Siemens Home Connect üzerinden cihaza özel yeni yıkama ve kurutma programları indirebiliyorsunuz. Mevsimsel ihtiyaçlar, moda olan yeni kumaş türleri, spor kıyafetlerin gelişmesi… Ne değişirse değişsin, makineniz hep güncel kalıyor. 

Tıpkı telefonunuza uygulama güncellemesi indirir gibi çamaşır ve kurutma makineniz de güncellemelerle değişen yaşam tarzınıza ayak uyduruyor. 

Akıllı deterjan yönetimi: i-Dos ile her yıkamada doğru ölçü 

Makineyi tamamen doldurunca veya tek parça kıyafeti makineye attığınızda ne kadar deterjan koyacağınızı bilemiyor olabilirsiniz. İşte tam bu noktada i-Dos Deterjan Tarama teknolojisi devreye giriyor. Siemens Home Connect üzerinden şişelerin barkodunu okutup su sertliği ve deterjan yoğunluğunu makineye iletiyor, i-Dos ise her yıkamada doğru miktarı otomatik olarak ayarlıyor. Üstelik Siemens Home Connect uygulaması, deterjan seviyesini takip ederek deterjanınız tükenmeden önce size haber veriyor. Tek yapmanız gereken uygulamayı telefonunuza yüklemek ve çamaşır makinenizi uygulamaya bağlamak. 

stainRemoval teknolojisi: Zorlu lekelerle inatlaşmayı unutun 

Çay, yağ, makyaj, çikolata lekeleri… Gün içinde fark etmeden üzerinize bulaşan lekeler artık kâbus olmaktan çıkıyor. Siemens iQ500 çamaşır makinesi ile stainRemoval teknolojisi devreye giriyor. Tek bir dokunuşla çay, yağ, kozmetik veya günlük hayatta karşılaştığınız diğer zor lekeler için özel programları aktif edebilirsiniz. 

Siemens Home Connect uygulaması sayesinde daha fazla leke türünü ve bunlar için geliştirilmiş özel programları keşfetmek de mümkün. Yani sadece “lekeyi çıkar” demekle kalmıyor, sizin için en doğru yıkama programını da otomatik olarak öneriyor. Böylece hem lekelerle uğraşmak zorunda kalmıyor hem de giysilerinizin ömrünü koruyorsunuz. 

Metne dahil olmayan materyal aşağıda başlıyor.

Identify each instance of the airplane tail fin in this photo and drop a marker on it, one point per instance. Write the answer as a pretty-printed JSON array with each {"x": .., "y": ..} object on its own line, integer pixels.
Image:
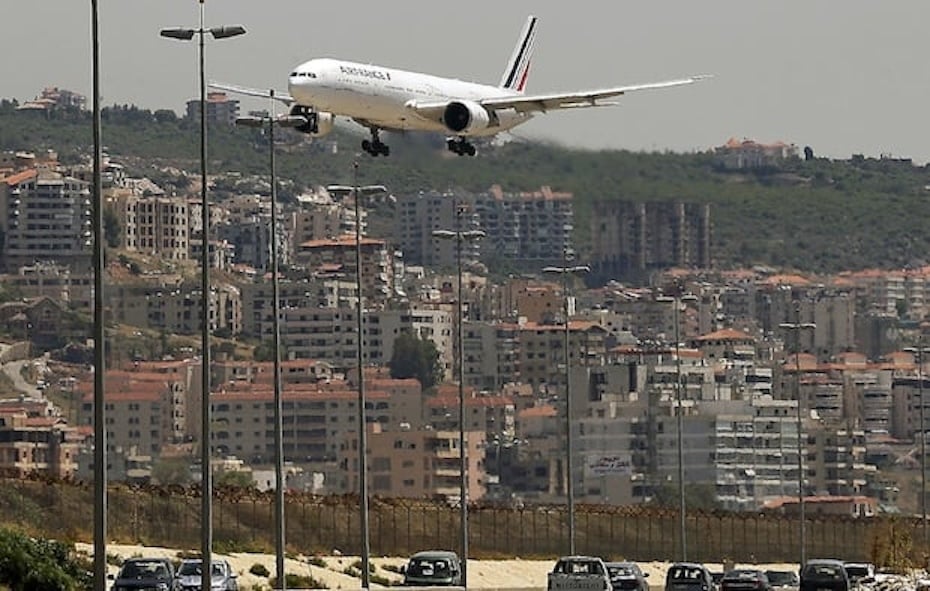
[{"x": 518, "y": 67}]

Artık çocuğunuza yemek yedirirken dökülen yemek lekeleri, kahve kazaları ya da mutfakta sıçrayan yağ lekeleri sizi endişelendirmiyor. stainRemoval, günlük hayatın getirdiği küçük sürprizlere karşı en güvenilir yardımcınız oluyor. 

Siemens iQ500 çamaşır ve kurutma makineleri, artık sadece kıyafetlerinizi temizleyen makineler değil; size zaman, konfor ve güven veren akıllı iş ortaklarınızdır. Ütüye harcadığınız vakti kendinize ayırın, lekelerle uğraşmayı unutun ve teknolojinin yaşam alanınıza uyumunun keyfini yaşayın.

*Bu yazı Siemens’in katkılarıyla hazırlanmıştır.